INTM414520 - Compensating adjustments: Compensating adjustments for lenders
Compensating adjustments for lenders
TIOPA10/S175 has been amended to reflect changes made in other sections of TIOPA10/Part 4, notably the changes to the guarantees and acting together rules and the participation condition.
Whilst the new legislation is more closely targeted, the overall intention of TIOPA10/S175 remains to limit compensating adjustments from being accessed for genuine arm’s length lending.
TIOPA10/S175(2) applies where:
- There is provision of borrowing which contains an amount that would not have been lent between independent enterprises but for a guarantee;
- That guarantee has been provided by a person with whom the borrower has a participatory relationship under TIOPA10/Part 4; and
- The participation condition in relation to the borrowing provision would not have been met but for the acting together rules, or but for a notice under TIOPA10/S148A to deem the participation condition to have been met in a case that is analogous with the acting together rules in TIOPA10/S161.

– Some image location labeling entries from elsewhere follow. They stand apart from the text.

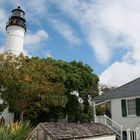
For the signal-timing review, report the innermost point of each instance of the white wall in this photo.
(127, 122)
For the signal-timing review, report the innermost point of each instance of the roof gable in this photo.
(58, 131)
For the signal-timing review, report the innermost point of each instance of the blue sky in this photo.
(104, 34)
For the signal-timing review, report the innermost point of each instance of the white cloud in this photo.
(109, 24)
(66, 31)
(120, 73)
(48, 54)
(35, 38)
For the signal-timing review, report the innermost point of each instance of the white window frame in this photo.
(127, 106)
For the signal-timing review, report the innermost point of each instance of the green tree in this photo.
(35, 87)
(31, 85)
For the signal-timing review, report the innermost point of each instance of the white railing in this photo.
(133, 134)
(110, 123)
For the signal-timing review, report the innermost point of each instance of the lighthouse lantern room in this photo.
(15, 32)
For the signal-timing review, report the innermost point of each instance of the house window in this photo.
(131, 107)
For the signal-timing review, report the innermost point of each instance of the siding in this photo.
(127, 122)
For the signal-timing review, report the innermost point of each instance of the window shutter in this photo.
(124, 110)
(138, 106)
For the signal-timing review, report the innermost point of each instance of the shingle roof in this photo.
(59, 131)
(128, 90)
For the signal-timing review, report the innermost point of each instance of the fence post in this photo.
(105, 119)
(128, 134)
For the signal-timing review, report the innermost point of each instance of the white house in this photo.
(125, 107)
(67, 131)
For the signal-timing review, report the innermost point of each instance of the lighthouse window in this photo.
(14, 21)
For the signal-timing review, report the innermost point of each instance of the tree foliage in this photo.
(33, 86)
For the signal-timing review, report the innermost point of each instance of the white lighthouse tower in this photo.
(15, 32)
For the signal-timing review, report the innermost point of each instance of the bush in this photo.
(15, 131)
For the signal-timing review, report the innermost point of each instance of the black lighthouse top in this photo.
(17, 18)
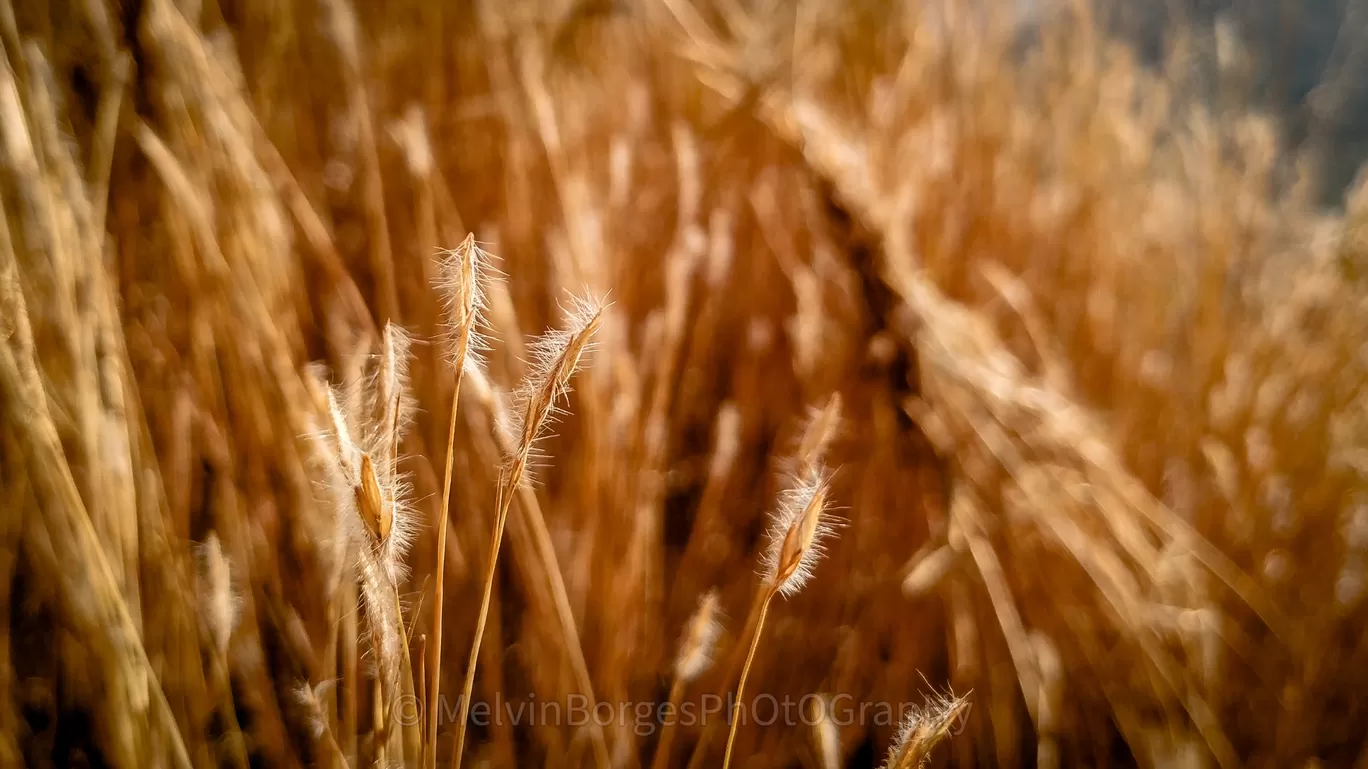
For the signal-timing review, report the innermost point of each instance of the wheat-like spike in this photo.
(817, 435)
(825, 734)
(556, 359)
(219, 595)
(701, 634)
(798, 532)
(695, 656)
(461, 278)
(461, 281)
(922, 728)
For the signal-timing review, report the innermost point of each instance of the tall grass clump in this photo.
(1086, 348)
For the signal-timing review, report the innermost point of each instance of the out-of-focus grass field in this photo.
(1100, 352)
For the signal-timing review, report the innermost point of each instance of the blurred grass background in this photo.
(1100, 342)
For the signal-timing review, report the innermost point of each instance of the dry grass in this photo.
(1100, 359)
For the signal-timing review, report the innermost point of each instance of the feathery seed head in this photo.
(218, 594)
(820, 430)
(556, 357)
(922, 728)
(463, 275)
(394, 379)
(825, 732)
(701, 635)
(376, 516)
(799, 528)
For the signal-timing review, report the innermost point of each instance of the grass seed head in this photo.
(799, 530)
(701, 635)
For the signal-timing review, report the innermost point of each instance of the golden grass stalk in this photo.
(695, 656)
(374, 515)
(798, 531)
(461, 279)
(556, 357)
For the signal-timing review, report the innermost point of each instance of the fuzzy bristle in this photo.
(701, 634)
(554, 359)
(463, 279)
(218, 594)
(799, 528)
(924, 728)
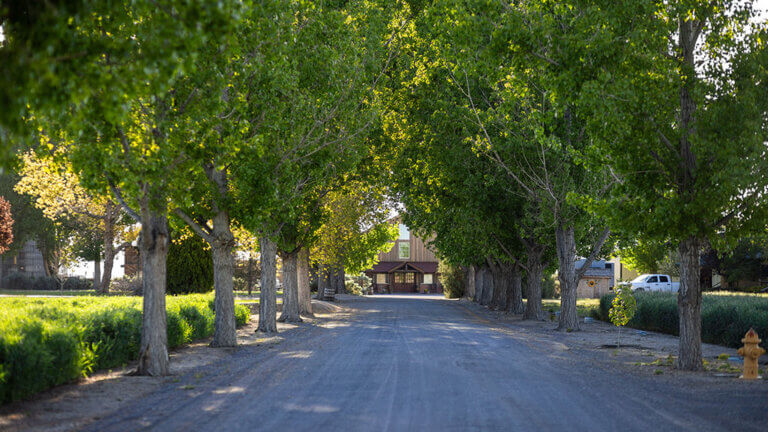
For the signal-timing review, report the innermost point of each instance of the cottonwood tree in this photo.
(6, 225)
(57, 192)
(123, 137)
(354, 232)
(469, 203)
(690, 151)
(303, 115)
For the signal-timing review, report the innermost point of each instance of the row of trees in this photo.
(525, 133)
(249, 114)
(521, 134)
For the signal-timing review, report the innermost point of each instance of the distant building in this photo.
(27, 260)
(597, 281)
(409, 267)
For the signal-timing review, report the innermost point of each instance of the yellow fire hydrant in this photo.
(751, 352)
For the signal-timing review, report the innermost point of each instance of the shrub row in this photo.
(25, 282)
(725, 318)
(50, 341)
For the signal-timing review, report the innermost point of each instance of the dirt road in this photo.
(423, 363)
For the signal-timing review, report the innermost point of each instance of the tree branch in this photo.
(595, 250)
(202, 231)
(119, 196)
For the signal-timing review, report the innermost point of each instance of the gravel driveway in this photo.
(423, 363)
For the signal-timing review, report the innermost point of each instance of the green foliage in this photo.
(550, 287)
(189, 266)
(623, 306)
(6, 225)
(24, 282)
(725, 317)
(47, 342)
(76, 283)
(452, 278)
(357, 285)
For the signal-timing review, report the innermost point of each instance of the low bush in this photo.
(76, 283)
(725, 317)
(49, 341)
(24, 282)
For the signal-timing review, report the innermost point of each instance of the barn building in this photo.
(409, 267)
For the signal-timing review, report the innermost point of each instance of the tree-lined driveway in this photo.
(423, 363)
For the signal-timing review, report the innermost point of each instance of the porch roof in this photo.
(390, 266)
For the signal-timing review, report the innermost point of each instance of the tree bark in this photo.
(322, 281)
(341, 287)
(153, 352)
(223, 250)
(565, 240)
(305, 295)
(533, 310)
(110, 212)
(470, 292)
(249, 282)
(97, 275)
(268, 297)
(689, 306)
(290, 289)
(488, 287)
(500, 275)
(515, 297)
(479, 275)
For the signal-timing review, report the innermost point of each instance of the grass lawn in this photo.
(48, 292)
(583, 306)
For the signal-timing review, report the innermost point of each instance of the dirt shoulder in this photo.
(72, 406)
(640, 352)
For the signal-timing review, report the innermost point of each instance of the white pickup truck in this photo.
(654, 282)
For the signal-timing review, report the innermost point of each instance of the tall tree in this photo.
(690, 151)
(6, 225)
(57, 192)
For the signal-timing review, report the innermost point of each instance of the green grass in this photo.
(584, 307)
(45, 342)
(48, 292)
(725, 316)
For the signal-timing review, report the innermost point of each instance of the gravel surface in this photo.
(423, 363)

The effect of TIOPA10/S175(2) is that the amount that would not have been lent to the borrower is to be treated for the purposes of TIOPA10/S174(2) as though it had been lent to the guarantor on equivalent terms. For example, this generally means that the compensating adjustment does not prevent taxation of any interest on this amount, notwithstanding that the deduction in respect of that interest was disallowed for the borrower.
More information on the amended ‘acting together’ rules can be found at INTM414250 and further details about the TIOPA10/S148A participation notice can be found at INTM414220.
Commencement provisions
These rule changes are subject to specific commencement provisions.
For borrowing that occurs on or after 1 January 2026, these rules have effect for chargeable periods of a person that end on or after 1 January 2026.
For borrowing that occurs before 1 January 2026, these rules have effect:
- in relation to chargeable periods commencing on or after 1 January 2028; or
- where a person has elected that the amendments should apply to it for a chargeable period, in relation to a chargeable period ending on or after 1 January 2026.